Thursday, December 19, 2013

Top 13 of 2013, Day #1: Finding Nemo

Day #1: February 10, 2013

I've lived in Connecticut my entire life. I've seen lots of snow. I've met snowmen taller than me, I've fallen into fresh snow that reached nearly to my waist, I've spent hours ignoring the frost on my fingers because I just had to stay outside.

WHEN I WAS A CHILD.

Front door snow drift. Literally taller than me.
The snow is always a lot deeper when you're only a a few feet tall yourself, so when it happens as an adult, it's a lot more significant. Larger than life snowmen, snowbanks that blanket your house, and hours of shoveling just to get to your mailbox - that was the Blizzard of 2013.

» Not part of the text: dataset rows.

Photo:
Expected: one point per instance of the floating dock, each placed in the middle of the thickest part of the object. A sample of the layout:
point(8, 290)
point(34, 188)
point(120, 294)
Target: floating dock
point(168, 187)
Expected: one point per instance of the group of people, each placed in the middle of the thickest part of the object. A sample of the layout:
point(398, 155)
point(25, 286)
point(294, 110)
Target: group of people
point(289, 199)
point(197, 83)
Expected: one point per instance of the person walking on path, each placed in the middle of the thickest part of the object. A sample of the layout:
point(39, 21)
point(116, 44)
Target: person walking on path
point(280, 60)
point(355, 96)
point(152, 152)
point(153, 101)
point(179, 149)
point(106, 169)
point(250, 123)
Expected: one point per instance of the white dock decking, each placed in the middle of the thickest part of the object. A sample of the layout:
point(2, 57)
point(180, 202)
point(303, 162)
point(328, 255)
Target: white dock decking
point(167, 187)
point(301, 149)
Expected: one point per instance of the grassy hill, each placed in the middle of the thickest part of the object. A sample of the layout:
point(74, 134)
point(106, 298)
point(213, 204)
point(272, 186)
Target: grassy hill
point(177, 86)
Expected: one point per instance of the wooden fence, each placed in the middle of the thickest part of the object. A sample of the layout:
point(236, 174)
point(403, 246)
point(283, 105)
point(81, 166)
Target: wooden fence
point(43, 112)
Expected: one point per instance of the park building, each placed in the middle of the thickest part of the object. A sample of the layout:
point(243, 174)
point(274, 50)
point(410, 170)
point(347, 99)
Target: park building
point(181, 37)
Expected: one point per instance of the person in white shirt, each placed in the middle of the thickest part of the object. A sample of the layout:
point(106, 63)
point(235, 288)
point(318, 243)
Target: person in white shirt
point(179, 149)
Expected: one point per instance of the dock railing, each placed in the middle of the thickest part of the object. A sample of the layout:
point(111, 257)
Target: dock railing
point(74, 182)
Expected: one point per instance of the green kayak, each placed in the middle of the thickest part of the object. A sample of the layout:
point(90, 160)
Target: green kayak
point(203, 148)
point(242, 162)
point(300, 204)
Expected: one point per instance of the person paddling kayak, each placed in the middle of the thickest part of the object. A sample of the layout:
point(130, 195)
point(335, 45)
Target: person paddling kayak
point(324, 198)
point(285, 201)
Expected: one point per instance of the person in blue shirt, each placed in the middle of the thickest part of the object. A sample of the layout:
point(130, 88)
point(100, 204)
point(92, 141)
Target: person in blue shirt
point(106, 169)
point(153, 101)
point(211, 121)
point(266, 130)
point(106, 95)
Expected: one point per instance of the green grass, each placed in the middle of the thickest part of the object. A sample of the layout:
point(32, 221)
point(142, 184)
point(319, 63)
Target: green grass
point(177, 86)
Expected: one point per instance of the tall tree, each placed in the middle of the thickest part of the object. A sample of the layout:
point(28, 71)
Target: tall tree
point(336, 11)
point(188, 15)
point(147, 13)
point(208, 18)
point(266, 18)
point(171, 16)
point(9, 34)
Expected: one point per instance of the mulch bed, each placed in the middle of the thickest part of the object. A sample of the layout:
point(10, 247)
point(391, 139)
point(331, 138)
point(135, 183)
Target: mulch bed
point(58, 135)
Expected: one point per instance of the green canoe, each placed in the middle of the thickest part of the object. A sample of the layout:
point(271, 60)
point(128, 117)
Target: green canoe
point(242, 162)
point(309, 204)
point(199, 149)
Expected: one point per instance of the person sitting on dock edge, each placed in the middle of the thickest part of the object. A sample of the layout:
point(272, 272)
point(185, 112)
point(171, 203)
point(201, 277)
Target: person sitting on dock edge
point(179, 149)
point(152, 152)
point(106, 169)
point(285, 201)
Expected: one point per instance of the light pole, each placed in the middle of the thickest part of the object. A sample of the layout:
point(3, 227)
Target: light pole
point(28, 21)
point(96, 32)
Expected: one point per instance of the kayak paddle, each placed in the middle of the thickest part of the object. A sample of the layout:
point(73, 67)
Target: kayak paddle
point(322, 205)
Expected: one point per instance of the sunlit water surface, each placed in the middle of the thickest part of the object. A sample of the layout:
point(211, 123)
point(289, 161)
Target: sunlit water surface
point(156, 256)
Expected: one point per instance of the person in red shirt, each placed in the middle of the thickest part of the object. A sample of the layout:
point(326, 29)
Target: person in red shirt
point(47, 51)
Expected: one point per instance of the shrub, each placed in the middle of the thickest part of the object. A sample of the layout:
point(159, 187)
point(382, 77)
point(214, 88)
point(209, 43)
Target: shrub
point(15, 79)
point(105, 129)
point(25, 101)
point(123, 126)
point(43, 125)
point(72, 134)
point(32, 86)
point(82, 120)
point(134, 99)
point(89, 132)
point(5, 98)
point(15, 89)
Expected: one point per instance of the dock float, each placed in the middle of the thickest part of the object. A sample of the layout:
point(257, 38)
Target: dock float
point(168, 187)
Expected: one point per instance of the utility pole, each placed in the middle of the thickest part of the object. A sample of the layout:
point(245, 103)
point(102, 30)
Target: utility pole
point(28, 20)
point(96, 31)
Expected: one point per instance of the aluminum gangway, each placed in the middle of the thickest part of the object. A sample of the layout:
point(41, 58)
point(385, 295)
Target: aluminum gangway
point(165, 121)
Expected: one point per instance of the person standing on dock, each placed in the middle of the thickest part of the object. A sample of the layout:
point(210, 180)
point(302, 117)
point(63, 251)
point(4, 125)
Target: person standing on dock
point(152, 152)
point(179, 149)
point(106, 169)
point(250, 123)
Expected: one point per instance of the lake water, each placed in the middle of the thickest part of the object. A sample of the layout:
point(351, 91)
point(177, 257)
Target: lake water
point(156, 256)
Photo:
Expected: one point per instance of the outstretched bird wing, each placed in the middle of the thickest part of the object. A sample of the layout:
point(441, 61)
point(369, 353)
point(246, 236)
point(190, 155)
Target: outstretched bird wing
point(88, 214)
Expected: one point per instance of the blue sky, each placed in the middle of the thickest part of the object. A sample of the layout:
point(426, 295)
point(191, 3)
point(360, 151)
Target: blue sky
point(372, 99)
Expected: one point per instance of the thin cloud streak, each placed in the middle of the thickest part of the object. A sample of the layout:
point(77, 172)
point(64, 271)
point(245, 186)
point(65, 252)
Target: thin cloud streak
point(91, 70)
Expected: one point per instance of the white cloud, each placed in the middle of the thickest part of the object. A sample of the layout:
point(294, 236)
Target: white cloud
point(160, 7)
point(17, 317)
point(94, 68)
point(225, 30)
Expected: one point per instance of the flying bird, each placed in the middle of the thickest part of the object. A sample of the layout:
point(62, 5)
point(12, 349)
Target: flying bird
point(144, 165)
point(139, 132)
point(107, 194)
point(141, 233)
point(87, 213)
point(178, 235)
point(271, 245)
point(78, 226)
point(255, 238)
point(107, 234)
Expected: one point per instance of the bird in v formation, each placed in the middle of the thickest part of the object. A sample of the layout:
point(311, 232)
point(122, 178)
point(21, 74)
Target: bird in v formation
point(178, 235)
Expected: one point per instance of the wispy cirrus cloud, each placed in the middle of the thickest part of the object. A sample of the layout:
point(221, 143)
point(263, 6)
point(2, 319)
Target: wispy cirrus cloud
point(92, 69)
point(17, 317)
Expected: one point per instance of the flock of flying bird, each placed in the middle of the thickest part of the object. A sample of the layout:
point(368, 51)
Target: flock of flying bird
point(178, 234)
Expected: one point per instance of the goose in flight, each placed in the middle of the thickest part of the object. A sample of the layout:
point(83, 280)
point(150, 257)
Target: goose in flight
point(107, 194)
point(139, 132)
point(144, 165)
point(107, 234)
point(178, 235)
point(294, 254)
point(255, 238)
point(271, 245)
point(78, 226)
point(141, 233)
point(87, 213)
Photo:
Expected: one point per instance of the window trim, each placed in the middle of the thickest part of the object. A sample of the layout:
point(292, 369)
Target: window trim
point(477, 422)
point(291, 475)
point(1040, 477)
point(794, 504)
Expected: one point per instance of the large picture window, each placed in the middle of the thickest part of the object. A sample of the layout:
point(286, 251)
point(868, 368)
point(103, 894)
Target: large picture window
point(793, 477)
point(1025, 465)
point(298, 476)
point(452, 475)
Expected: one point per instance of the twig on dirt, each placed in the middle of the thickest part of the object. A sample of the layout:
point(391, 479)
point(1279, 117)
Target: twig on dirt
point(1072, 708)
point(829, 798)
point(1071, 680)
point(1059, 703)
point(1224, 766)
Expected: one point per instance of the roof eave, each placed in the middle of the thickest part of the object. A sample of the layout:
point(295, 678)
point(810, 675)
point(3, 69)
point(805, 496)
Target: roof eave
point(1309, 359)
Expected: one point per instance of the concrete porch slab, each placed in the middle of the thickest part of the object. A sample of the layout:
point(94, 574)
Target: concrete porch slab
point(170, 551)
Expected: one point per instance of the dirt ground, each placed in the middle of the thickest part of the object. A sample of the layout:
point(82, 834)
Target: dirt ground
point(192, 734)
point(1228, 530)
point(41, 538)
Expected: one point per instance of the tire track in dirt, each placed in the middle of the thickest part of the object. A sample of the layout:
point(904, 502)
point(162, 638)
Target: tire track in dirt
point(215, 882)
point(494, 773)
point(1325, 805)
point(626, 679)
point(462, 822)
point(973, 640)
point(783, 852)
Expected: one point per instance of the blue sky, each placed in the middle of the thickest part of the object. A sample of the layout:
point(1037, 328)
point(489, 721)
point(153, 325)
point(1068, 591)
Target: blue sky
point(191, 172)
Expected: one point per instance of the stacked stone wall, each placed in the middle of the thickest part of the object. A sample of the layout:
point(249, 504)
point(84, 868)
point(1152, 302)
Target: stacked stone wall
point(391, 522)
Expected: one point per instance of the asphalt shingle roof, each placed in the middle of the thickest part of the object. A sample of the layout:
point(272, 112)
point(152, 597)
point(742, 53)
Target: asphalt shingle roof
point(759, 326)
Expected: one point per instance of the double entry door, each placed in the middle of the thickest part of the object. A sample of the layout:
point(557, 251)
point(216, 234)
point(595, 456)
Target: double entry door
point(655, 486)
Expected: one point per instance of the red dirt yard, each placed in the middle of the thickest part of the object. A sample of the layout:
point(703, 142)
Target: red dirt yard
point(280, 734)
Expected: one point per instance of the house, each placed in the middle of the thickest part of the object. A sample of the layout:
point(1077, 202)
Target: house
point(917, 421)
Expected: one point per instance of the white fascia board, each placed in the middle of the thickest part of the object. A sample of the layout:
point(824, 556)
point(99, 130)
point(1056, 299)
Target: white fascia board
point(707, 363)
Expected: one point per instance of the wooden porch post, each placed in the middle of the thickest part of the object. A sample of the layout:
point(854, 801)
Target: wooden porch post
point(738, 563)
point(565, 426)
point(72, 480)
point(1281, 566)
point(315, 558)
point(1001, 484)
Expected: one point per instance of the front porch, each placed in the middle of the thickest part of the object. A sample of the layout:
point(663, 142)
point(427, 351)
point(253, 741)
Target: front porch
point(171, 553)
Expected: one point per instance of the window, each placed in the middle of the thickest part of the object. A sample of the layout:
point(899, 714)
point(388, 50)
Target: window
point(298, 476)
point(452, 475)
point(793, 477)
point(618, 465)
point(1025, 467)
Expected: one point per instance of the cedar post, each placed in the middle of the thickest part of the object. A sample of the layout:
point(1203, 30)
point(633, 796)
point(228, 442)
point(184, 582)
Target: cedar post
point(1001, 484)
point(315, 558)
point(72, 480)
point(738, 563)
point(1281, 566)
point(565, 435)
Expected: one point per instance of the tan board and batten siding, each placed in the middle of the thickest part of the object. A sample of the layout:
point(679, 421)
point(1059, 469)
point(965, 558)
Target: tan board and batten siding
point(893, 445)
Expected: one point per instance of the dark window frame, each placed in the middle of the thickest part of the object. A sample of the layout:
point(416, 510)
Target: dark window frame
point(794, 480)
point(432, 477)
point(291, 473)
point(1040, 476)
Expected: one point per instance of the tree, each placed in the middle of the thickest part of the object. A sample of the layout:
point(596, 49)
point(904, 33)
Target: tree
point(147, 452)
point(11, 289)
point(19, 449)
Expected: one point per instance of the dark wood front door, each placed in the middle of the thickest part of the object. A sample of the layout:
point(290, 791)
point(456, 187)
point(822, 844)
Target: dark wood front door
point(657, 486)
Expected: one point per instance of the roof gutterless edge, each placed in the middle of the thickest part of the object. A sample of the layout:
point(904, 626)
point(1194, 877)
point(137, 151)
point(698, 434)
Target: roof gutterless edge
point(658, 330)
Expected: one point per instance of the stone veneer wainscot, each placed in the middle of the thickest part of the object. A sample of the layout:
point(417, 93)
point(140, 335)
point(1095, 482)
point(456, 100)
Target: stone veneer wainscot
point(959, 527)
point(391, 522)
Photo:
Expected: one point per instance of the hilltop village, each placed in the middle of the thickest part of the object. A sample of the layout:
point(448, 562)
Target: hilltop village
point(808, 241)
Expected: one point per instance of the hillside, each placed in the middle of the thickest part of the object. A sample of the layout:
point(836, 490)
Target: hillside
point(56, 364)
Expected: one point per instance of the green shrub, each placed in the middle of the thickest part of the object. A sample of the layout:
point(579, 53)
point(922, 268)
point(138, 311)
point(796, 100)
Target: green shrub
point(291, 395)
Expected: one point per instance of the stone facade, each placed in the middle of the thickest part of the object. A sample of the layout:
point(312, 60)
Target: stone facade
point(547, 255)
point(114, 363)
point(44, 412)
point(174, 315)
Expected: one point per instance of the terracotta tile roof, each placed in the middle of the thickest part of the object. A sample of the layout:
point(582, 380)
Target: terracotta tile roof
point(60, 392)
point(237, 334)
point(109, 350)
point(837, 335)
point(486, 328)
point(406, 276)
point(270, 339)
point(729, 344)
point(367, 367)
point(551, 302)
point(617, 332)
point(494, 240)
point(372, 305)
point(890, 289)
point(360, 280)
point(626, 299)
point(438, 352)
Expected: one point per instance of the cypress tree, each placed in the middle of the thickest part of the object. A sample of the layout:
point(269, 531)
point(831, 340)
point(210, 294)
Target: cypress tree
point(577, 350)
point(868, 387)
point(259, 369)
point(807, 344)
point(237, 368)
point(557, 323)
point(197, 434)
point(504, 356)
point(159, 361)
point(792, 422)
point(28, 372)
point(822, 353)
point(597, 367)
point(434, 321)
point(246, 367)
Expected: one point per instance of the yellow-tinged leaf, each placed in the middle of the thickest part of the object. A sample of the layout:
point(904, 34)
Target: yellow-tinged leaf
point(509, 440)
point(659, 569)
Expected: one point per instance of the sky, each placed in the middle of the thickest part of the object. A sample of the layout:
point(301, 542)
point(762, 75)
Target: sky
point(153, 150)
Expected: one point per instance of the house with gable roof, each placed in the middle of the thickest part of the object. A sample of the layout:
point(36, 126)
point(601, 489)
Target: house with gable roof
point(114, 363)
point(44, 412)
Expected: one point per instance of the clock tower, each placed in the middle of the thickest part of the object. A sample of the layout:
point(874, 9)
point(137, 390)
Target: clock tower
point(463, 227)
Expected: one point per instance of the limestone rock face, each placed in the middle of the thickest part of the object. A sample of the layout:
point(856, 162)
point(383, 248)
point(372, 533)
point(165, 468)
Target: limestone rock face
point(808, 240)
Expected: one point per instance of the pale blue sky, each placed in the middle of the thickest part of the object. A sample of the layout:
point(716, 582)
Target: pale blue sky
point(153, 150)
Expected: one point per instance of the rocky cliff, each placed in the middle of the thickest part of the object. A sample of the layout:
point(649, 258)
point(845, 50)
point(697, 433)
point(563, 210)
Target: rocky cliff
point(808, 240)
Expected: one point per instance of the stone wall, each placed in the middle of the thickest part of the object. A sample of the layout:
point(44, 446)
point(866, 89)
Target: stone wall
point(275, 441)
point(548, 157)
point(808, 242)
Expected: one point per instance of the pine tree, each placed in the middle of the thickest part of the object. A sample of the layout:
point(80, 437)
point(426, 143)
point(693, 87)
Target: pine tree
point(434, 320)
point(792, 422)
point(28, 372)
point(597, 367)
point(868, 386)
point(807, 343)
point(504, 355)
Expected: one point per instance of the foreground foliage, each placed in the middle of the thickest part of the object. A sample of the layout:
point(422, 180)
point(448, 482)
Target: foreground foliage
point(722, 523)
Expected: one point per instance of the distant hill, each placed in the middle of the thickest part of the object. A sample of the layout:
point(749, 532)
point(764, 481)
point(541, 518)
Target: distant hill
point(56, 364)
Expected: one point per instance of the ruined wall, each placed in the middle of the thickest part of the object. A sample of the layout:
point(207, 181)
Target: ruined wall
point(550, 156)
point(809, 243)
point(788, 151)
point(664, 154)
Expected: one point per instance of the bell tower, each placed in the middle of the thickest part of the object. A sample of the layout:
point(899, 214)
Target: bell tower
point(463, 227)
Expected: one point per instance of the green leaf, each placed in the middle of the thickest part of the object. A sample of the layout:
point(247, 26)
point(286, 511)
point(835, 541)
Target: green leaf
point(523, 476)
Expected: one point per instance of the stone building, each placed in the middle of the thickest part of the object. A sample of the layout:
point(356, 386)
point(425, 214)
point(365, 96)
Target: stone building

Winter Storm Nemo was significant.

It was so significant, in fact, that my MOTHER picked up a shovel. She doesn't do winter snow removal regularly, but my dad wasn't feeling well, and the plows weren't coming, and damn it! after three days stuck in the house with us, there was no way in hell she was getting marooned there forever.
The end of the driveway...and beginning of an unplowed street.





The shovel didn't help much at first. The snowblower was available, but it's just the kind of heavy machinery that neither my mom nor I should ever be allowed to operate. I actually wondered if it would be faster to just wait for July to come, but we dug out eventually. We even shoveled the roof. (Admittedly, this feat wasn't all that impressive when you consider that the drifts made the distance between ground and roof considerably shorter, but we also approached it from the deck.)

Mailbox: the only clue as to where the yard began.


In the end, I believe we spent four days cut off from all humanity. We never lost electricity. Our cupboards were not bare. The DVR had plenty of shows to catch up on.

It won't be long before people start doubting just how significant the storm was. People will naturally begin exaggerating, and the truth of our 40 inches will be melted by claims of six feet or more. Our four days of wilderness (and the pioneer weeks that followed, in which our street became one narrow tunnel) will be bested by those who were without contact for weeks on end. But I won't forget how significant it was. I know it was a big deal, and no snowfall totals can compare to the simple way that I knew this storm was different:





Because my mother picked up a shovel.
While my mom shoveled, I built a snowman.